If you want to catch a peer doing early ACKs, there has to be something that they can only learn from having seen the packets at the time they're sending the ACK. The entropy bit gives you that, but is hard to implement. Skipping packets gives you that, because if they don't know when you skip they'll give themselves away. PATH_CHALLENGE doesn't give you that, because it's not bound to the ACK.

The problem with PATH_CHALLENGE for this scenario is that the ACK and the PATH_RESPONSE don't have to arrive at the same time. So if the other side is ACK'ing packets that you sent before they've actually arrived in an effort to build up the window, you won't detect it -- the ACK looks legitimate.

Now, if they ACK a packet that gets dropped, they'll get caught (eventually, when the timer runs out, assuming the implementation checks whether a packet has been ACK'd when a PATH_CHALLENGE times out) -- but even without doing anything, that will result in missing stream data, which is likely to bite the receiver eventually anyway.

I'm indifferent to which ACK-bound mechanism we use to guard against this -- if we've been told by implementers that packet gaps are easier than entropy bits, let's stick with that. But using a mechanism not bound to the ACK doesn't buy us much we don't already have.

[huitema]

As Kazuho points out, it is possible to write a keyed pseudo random function, "shall I skip sending sequence number X", and tune it for whatever skip probability you want. The same function can be used when receiving acks, to detect "should someone really ack sequence number X". That means the "ack skipping" test is really easy to implement. The entropy test, not so much.

[mikkelfj]

I'm aware of the pseudo random hash approach to skipping, and if wasn't because it required on-wire changes or gaps, I would have suggested it too. It can be done gapless by randomly sending an ACK token frame in packets that would otherwise have been gaps which avoids packet header flags.

Although the hash based testing is fairly simple with gaps, storing a bit per transmitted packet is also easy, if not easier since you need a data structure for retransmission and ACK tracking anyway.

However, I do see the issue Ian mentions with false acknowledgements of lost packets. I'm not convinced that is a realistic attack scenario whereas opportunistic personal bandwidth prioritisation or DoS are demonstrated attacks. Even so, it would be great if the gapless approach could improve in this aspect without requiring the ACK frames to carry entropy for all ACK'ed packets, which I agree, is not ideal.
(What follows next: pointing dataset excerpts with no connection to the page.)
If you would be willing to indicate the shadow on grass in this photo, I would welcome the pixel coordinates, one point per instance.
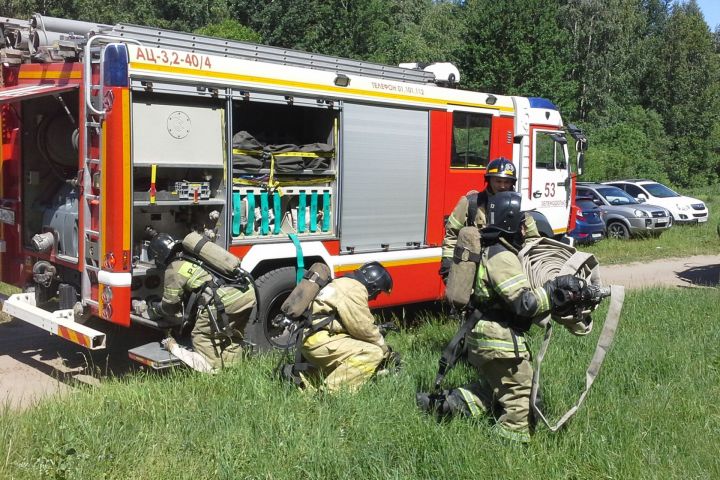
(706, 275)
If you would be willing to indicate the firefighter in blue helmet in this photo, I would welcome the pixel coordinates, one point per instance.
(500, 176)
(496, 346)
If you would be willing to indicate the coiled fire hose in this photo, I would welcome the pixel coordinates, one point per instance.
(543, 260)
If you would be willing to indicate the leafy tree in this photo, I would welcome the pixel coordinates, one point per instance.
(231, 29)
(682, 86)
(519, 48)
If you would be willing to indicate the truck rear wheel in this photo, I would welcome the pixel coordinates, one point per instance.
(272, 289)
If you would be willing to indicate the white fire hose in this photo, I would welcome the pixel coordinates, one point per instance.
(544, 260)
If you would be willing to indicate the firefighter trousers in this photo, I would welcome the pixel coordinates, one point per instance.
(220, 351)
(344, 361)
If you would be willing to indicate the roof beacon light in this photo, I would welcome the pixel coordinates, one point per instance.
(116, 65)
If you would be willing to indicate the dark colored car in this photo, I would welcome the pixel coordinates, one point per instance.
(589, 225)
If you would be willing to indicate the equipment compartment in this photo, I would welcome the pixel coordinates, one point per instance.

There are attacks on specific receivers index implementation of received packets which are easily defended with a gapless approach but with gaps it is hard to reject because any gap pattern could be valid even if far from a realistic network loss pattern.

[mikkelfj]

Failing to gain traction for a gapless approach, I would suggest an alternative gap based approach that uses something like Kazuhos hash in formalized manner in line with my comments placed in the quic-go issue: quic-go/quic-go#1149

Citing my mis-placed comment on that issue:

If such a function is formalized, with an unpredictable key, of course, it would remove a class of attacks on the receivers indexing of received packets, for example by simply dropping a connection if the index starts to use too much space per packet on average. It would also put a bound the gap size so large gap jumps are ruled out. This would alleviate some of my concerns regarding gaps.

[martinthomson]

Not seeing any concrete issue here (over those already open), closing this. If you have a proposal, please mail the list to explore the idea. Ideas that are more fully thought out can be expressed as pull requests.